Wednesday April 3rd is World Autism Day and the Guardian has assembled a number of resources designed to help teachers support those affected and ensure all students understand the disorder.
The condition affects more than 700,000 people in the UK and has an impact on communication and social interaction. As it has no physical signs, however, some students can find it difficult to understand.
Special educational needs (SEN) website Humans not Robots has an autism spectrum disorder (ASD)-friendly classroom presentation which raises awareness of some of the needs and difficulties of those with ASD.
It emphasises the need for an individualised approach to those with the condition but also includes some general strategies such as beginning lessons with short, fun and factual activities that provide immediate structure and awarding points for meeting pre-agreed targets.

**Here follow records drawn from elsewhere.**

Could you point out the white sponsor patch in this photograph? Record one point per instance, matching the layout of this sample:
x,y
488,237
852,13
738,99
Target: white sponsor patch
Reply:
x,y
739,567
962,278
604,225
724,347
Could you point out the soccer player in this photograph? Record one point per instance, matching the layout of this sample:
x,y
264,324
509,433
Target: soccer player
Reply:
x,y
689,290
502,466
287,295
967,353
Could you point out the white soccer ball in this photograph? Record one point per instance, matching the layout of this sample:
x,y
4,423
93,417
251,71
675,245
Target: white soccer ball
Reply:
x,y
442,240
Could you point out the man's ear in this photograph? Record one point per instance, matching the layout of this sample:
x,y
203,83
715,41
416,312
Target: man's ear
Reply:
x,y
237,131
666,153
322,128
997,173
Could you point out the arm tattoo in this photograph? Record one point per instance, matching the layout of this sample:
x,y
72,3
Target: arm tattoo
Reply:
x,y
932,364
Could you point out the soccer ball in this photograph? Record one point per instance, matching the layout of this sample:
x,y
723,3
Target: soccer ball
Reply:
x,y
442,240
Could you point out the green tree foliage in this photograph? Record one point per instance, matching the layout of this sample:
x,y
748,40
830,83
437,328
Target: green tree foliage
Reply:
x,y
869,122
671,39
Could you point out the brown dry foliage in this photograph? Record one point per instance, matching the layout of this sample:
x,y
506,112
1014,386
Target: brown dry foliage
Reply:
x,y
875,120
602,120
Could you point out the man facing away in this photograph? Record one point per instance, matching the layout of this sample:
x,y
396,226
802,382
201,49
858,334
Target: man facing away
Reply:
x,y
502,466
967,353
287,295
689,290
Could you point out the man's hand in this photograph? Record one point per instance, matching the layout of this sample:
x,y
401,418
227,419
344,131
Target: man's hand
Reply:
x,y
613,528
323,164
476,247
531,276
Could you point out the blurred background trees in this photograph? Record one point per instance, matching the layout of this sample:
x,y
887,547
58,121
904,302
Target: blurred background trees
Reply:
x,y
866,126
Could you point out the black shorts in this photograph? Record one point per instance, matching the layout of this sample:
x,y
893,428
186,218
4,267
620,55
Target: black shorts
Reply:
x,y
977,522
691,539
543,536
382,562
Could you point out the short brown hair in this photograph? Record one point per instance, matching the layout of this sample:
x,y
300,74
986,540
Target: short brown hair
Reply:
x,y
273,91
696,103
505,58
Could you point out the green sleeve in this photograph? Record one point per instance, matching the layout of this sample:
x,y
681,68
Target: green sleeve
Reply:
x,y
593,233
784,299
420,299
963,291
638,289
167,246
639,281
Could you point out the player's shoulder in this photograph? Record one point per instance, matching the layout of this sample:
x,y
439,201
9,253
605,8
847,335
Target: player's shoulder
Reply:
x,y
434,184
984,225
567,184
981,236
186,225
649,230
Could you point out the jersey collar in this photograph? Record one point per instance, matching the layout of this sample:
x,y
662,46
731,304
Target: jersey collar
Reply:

The guide explains what ASD is and its impact on communication, social and thinking skills. It advises changing the classroom environment to reduce background noise, use natural lighting and avoiding "busy" displays or posters.
Practical advice for those in education jobs is available from the Autism Education Trust. Details are provided on the SPELL framework, which was developed by the National Autistic Society to help professionals respond to those with ASD.
SPELL is aimed at reducing the anxiety a child with the condition may experience and to help them work effectively in an environment in which they feel safe. The framework focuses on structure, positive behaviour, empathy, low arousal, and links with home.
Ambitious About Autism has produced a resource called Woodfer's World which aims to reduce the risk of bullying. It focuses on 'neurodiversity' and the different ways in which people perceive the world.
Research has shown that more than 70 per cent of people with ASD are taught in mainstream schools and 40 per cent of those are bullied.
Educational charity Film Club has a number of resources that could help secondary school students understand ASD, including Mary and Max, a stop-motion movie featuring a character with Asperger's Syndrome.
The World Autism Awareness Day website has a number of resources with information and ideas about the condition.